Welcome back, dear reader. It’s been a bloody long time since I “done you a post”, which is a shame not so much in a literary sense as a financial one: Bluehost absolutely rinsed me a few months back with the cost of renewing my web hosting contract, and my subsequent inactivity is making that expense seem rather gratuitous. In the interests of justifying that outlay, I have returned.
So, you know Spotify right? Well, I do too, and like many people I am absolutely dependent upon their platform for the satisfaction of my musical hankerings. And it must be said that, regardless of the damage they may or may not have inflicted upon the world of music, they do offer a pretty comprehensive API. Via this API you can get all sorts of lovely data, including data specific to your user profile, such as your recently played songs, saved songs and playlists, as well as public data on songs, albums, artists and lots more.
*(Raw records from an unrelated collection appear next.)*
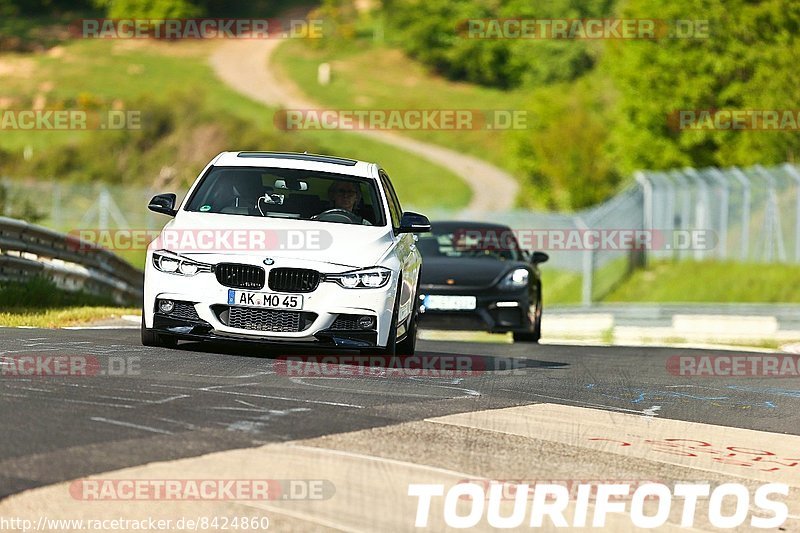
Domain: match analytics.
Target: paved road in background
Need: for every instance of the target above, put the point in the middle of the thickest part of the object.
(244, 66)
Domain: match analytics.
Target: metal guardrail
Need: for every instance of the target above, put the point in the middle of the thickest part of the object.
(28, 250)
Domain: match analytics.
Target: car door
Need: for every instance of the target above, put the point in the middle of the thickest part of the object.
(410, 258)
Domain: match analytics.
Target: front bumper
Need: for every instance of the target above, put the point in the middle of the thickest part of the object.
(207, 303)
(181, 328)
(512, 314)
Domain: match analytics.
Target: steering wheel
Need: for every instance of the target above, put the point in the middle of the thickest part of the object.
(338, 215)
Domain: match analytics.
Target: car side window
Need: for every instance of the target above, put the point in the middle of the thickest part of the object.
(394, 204)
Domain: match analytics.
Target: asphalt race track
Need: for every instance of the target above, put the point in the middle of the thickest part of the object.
(171, 404)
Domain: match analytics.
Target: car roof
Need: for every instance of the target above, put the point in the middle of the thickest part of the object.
(445, 226)
(295, 160)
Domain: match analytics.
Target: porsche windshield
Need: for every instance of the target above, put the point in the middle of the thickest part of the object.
(288, 193)
(498, 243)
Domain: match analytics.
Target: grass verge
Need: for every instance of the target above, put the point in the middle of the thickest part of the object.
(39, 303)
(62, 317)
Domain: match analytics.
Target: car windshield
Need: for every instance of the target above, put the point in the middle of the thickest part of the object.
(288, 193)
(498, 243)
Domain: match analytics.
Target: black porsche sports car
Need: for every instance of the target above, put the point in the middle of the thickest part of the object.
(475, 276)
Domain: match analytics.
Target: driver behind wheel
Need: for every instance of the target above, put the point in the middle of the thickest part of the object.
(346, 195)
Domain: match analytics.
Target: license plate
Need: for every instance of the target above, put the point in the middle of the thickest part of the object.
(269, 300)
(450, 303)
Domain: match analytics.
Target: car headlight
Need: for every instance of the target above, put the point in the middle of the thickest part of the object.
(368, 278)
(172, 263)
(516, 279)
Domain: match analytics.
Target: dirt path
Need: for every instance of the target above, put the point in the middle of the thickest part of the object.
(243, 65)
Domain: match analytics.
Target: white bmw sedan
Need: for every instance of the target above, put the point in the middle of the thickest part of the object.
(287, 248)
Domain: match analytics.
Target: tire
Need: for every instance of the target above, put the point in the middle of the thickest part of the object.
(151, 338)
(536, 334)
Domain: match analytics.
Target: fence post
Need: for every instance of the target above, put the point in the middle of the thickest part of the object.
(588, 267)
(772, 218)
(647, 207)
(796, 175)
(745, 181)
(724, 212)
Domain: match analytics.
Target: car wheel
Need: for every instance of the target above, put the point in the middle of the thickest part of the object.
(391, 341)
(536, 334)
(151, 338)
(408, 345)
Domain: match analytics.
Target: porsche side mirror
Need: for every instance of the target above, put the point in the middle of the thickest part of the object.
(164, 204)
(539, 257)
(414, 223)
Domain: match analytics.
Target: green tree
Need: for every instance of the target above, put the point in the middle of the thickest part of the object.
(562, 154)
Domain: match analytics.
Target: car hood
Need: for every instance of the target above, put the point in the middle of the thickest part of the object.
(465, 271)
(199, 234)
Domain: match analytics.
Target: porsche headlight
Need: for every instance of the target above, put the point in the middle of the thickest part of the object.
(172, 263)
(516, 279)
(368, 278)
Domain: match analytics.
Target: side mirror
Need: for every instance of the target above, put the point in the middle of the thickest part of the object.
(414, 223)
(539, 257)
(164, 204)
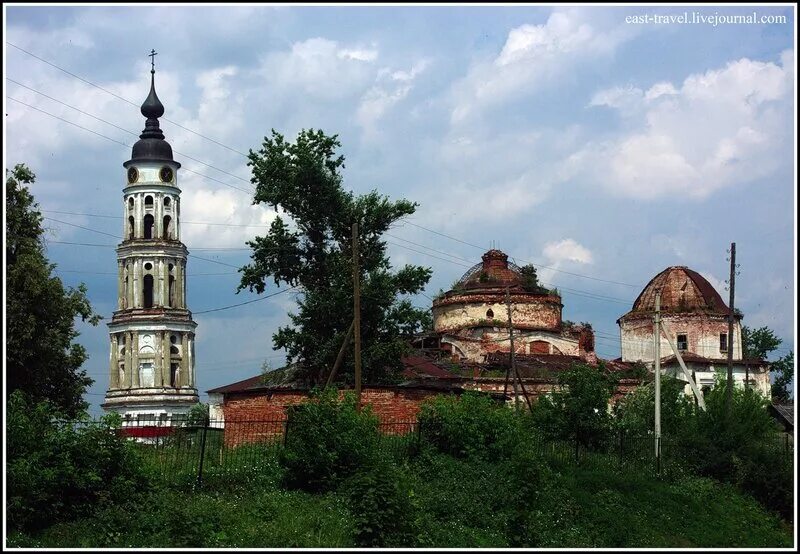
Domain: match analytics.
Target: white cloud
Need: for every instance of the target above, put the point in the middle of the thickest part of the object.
(567, 250)
(223, 207)
(319, 69)
(535, 56)
(719, 128)
(625, 99)
(391, 87)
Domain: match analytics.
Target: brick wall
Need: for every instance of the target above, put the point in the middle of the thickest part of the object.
(255, 416)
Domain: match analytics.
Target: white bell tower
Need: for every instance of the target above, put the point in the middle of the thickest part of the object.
(152, 376)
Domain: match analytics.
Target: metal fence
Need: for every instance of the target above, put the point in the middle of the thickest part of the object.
(186, 450)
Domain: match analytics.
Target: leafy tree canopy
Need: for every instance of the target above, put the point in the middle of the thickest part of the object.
(530, 280)
(760, 343)
(42, 360)
(312, 249)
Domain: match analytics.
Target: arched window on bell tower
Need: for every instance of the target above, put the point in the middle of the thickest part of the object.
(148, 291)
(148, 226)
(171, 291)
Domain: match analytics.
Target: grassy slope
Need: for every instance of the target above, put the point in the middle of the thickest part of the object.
(457, 504)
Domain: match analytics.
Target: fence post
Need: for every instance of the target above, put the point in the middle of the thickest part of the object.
(202, 452)
(786, 445)
(658, 456)
(286, 429)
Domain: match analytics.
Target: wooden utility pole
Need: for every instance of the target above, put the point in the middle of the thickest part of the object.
(340, 357)
(513, 353)
(357, 314)
(657, 352)
(729, 383)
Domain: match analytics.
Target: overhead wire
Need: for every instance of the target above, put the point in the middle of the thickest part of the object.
(122, 98)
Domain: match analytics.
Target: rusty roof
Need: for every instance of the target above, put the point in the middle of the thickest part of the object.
(696, 358)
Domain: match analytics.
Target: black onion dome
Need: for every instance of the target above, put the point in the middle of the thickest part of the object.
(151, 145)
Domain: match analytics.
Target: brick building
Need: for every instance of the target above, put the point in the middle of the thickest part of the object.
(471, 320)
(696, 319)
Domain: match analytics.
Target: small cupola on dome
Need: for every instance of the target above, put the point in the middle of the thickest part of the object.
(151, 145)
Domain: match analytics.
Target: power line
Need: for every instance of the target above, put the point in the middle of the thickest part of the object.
(573, 291)
(183, 222)
(243, 303)
(123, 99)
(122, 143)
(187, 156)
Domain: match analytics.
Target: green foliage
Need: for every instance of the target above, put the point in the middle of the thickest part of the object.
(634, 414)
(758, 343)
(530, 279)
(578, 411)
(327, 441)
(313, 250)
(472, 425)
(197, 415)
(381, 505)
(58, 469)
(783, 370)
(41, 358)
(246, 518)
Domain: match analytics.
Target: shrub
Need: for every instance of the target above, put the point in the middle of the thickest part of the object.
(765, 474)
(327, 441)
(381, 505)
(634, 414)
(470, 425)
(59, 469)
(579, 410)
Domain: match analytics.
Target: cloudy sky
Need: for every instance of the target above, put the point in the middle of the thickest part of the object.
(600, 150)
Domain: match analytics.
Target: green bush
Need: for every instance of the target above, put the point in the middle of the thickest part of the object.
(327, 441)
(765, 473)
(471, 425)
(635, 413)
(381, 505)
(578, 411)
(58, 469)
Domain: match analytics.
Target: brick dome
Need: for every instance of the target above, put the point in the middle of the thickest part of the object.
(682, 290)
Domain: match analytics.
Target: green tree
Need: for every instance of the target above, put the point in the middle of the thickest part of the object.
(579, 409)
(41, 358)
(313, 250)
(635, 413)
(530, 279)
(783, 370)
(759, 343)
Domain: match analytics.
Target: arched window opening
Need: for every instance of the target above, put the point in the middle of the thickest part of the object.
(148, 291)
(148, 226)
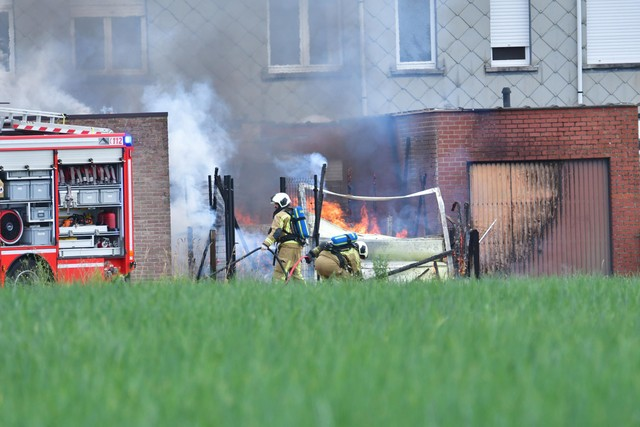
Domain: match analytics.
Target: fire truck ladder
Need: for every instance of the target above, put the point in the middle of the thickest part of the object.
(42, 121)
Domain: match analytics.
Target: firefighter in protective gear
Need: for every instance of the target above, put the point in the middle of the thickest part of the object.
(339, 262)
(288, 247)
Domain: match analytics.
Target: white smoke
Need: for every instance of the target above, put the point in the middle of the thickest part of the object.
(197, 144)
(39, 84)
(301, 166)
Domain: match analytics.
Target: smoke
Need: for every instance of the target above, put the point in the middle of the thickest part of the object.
(301, 166)
(197, 144)
(40, 84)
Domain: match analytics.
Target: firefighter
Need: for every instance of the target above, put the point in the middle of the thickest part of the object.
(288, 246)
(334, 261)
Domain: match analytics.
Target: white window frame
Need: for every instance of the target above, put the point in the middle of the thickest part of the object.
(613, 32)
(510, 26)
(305, 65)
(106, 11)
(418, 65)
(7, 6)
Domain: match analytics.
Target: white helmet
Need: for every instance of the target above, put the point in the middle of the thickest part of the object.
(281, 199)
(363, 250)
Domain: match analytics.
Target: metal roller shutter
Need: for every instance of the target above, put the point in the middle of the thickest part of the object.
(551, 218)
(613, 31)
(509, 23)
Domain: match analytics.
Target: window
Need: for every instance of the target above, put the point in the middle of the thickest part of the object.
(613, 33)
(304, 35)
(7, 56)
(415, 37)
(510, 30)
(110, 38)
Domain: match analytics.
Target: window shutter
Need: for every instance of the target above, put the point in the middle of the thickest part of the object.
(509, 23)
(613, 31)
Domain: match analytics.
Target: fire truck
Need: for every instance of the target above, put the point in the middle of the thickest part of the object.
(66, 200)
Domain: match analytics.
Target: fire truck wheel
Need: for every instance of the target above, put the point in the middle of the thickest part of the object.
(29, 271)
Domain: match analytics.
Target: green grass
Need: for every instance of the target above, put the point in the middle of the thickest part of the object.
(553, 352)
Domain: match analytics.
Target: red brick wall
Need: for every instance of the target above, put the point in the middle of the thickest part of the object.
(152, 214)
(609, 132)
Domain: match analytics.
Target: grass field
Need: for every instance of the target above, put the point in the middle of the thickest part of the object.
(552, 352)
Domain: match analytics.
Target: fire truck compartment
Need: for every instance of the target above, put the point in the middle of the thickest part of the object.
(17, 190)
(40, 190)
(87, 197)
(36, 236)
(40, 213)
(108, 197)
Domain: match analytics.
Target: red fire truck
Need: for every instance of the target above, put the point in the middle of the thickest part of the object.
(66, 200)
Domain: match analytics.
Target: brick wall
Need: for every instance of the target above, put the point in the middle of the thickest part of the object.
(152, 214)
(609, 132)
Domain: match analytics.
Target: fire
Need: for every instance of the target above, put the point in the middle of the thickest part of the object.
(332, 211)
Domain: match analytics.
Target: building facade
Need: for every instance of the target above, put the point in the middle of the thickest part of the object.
(298, 60)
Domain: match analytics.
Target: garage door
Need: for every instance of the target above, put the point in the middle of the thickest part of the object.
(549, 218)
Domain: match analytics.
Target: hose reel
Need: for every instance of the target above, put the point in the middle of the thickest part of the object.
(10, 226)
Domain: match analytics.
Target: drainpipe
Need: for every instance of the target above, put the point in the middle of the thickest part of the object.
(579, 41)
(506, 97)
(363, 68)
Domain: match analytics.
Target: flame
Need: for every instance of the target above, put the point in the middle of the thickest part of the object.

Spotify have also done developers the great favour of limiting the number of recently played songs you can get from the API to 50, thereby effectively making your historical listening activity invisible to you. The reason this is a favour and not, say, a massive pain in the arse, is that it forces you, the developer, to come up with an ingenious solution in order to log your listening activity on a long-term basis, and in the process learn some valuable skills. Thanks, Spotify!
Taking up the gauntlet, a couple of years back I developed a Python script that queried the API for my recently played songs and dumped them in a local MySQL database. I then used Windows’ Task Scheduler feature to run this script whenever my computer started up. And voila, I was suddenly my own Data Controller, theoretically able to capture all of my Spotify listening data automatically and on an indefinite basis.
Despite there being a certain synergy to this solution (most of my Spotify usage took place on my laptop, so the capture rate was pretty high), it was all pretty horrible, and here are a few reasons why:
- Every time I logged in to my laptop, a black terminal window would very briefly pop onto the screen, indicating that the script was being run. I think there’s a way to prevent this happening, but it was beyond me
- My local MySQL server had to be running for the program to work, which meant the script had to start and stop the server: a bit clunky
- When I bought a new laptop, I forgot to port the script and the scheduled task over from the old one for a few months, and in that time all of my listens went unrecorded, creating a void in the data. This problem is liable to recur in future, and while purchasing a new laptop is not exactly something I do every other day, it’s still bad design to be reliant on my remembering and feeling motivated enough to run a set of manual setup steps in this scenario
- With the data only stored locally, there would be no way (that I’m aware of) to present this data via the Web to third parties
Owing to all of these disadvantages, I decided recently to deploy the program in an AWS context, using AWS resources, inspired by a task I’d been doing at work. The idea was that there would be a Lambda function containing my existing Python script, which would call the Spotify API and then store the data in a database, as before. This time around, the database would be hosted in the cloud instead of on my local machine, and the scheduling element would be handled by a Cloudwatch event rule. Fundamentally, this design would eliminate each of the disadvantages listed above, going further than ever to ensure full data capture.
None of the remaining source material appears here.